Accordingly, it is hereby ORDERED that Georgia's [34] and the Georgia Water Supply Providers' [37] motions to transfer venue are GRANTED , and it is further

ORDERED that this case is hereby TRANSFERRED to the United States District Court for the Northern District of Georgia pursuant to 28 U.S.C. § 1404(a).

SO ORDERED .

The Court is unconvinced by plaintiffs' various arguments that this is a national, as opposed to local, controversy with a significant nexus to this district. For instance, plaintiffs highlight that the Apalachicola ecosystem: (1) includes a National Estuarine Research Reserve, (2) has been designated by UNESCO as an International Biosphere Reserve, (3) has been the subject of interest by members of Congress, and (4) has garnered national media attention. See Pl.'s Opp'n at 4-17. Yet very similar facts were present in Sierra Club v.

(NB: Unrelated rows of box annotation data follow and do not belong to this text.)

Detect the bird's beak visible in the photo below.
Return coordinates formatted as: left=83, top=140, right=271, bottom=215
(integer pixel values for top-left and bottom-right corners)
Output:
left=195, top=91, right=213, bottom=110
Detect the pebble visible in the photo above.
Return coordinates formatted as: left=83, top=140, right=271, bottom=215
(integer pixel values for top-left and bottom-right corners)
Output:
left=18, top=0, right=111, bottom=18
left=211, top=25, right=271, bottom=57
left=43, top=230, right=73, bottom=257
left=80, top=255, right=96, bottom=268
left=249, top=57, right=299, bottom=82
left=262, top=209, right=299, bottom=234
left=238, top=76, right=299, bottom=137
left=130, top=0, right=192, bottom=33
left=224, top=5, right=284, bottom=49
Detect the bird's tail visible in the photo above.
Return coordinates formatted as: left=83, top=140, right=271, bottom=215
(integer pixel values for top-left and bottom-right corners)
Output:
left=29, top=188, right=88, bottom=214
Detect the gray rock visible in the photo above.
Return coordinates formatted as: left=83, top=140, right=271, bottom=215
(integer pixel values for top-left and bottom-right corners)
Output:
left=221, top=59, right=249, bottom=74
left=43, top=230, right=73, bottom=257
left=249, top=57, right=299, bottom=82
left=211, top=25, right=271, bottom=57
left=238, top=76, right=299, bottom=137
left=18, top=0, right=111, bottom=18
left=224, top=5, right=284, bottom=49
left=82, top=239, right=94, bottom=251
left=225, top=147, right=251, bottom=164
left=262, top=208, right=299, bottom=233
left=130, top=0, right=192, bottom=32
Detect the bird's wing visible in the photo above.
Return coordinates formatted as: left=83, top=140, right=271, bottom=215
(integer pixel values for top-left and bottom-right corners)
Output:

Flowers, and the court determined that although the controversy had "a national aspect," transfer was appropriate because the controversy was "local to Florida and is one in which Florida and its residents have a great interest." 276 F.Supp.2d 62, 70-71 (D.D.C. 2003) ; see also Nat'l Wildlife Fed'n v. Harvey, 437 F.Supp.2d 42, 47 (D.D.C. 2006) ("[P]recedent in this circuit does not require or even encourage resolution in this forum of ESA and other environmental claims involving national known resources." (citation omitted) ). Indeed, the court in Flowers found that letters from members of Congress underscored the localized nature of the controversy: "[T]he members of Congress to whose letters the plaintiffs cite all represent Floridians, thereby underscoring the unique importance that the permits hold for residents of Florida." 276 F.Supp.2d at 71. Plaintiffs' other supposed connections are too attenuated from the decisions challenged here. For example, plaintiffs point to an earlier effort by then-Secretary of Interior Kempthorne to mediate a separate dispute in 2007 and 2008 between Florida, Georgia, and Alabama. See Pls.' Opp'n at 10-11. But that dispute did not concern the Master WCMor the FEIS challenged here, which the Corps had not even begun to update at that time. Likewise unavailing is plaintiffs' reliance on a one-day workshop convened by the National Academy of Sciences in 2009. Id. at 11. Plaintiffs do not even allege that the workshop had any effect on the Master WCM. And even if it did, almost all of the Corps officials involved came from Mobile or Atlanta.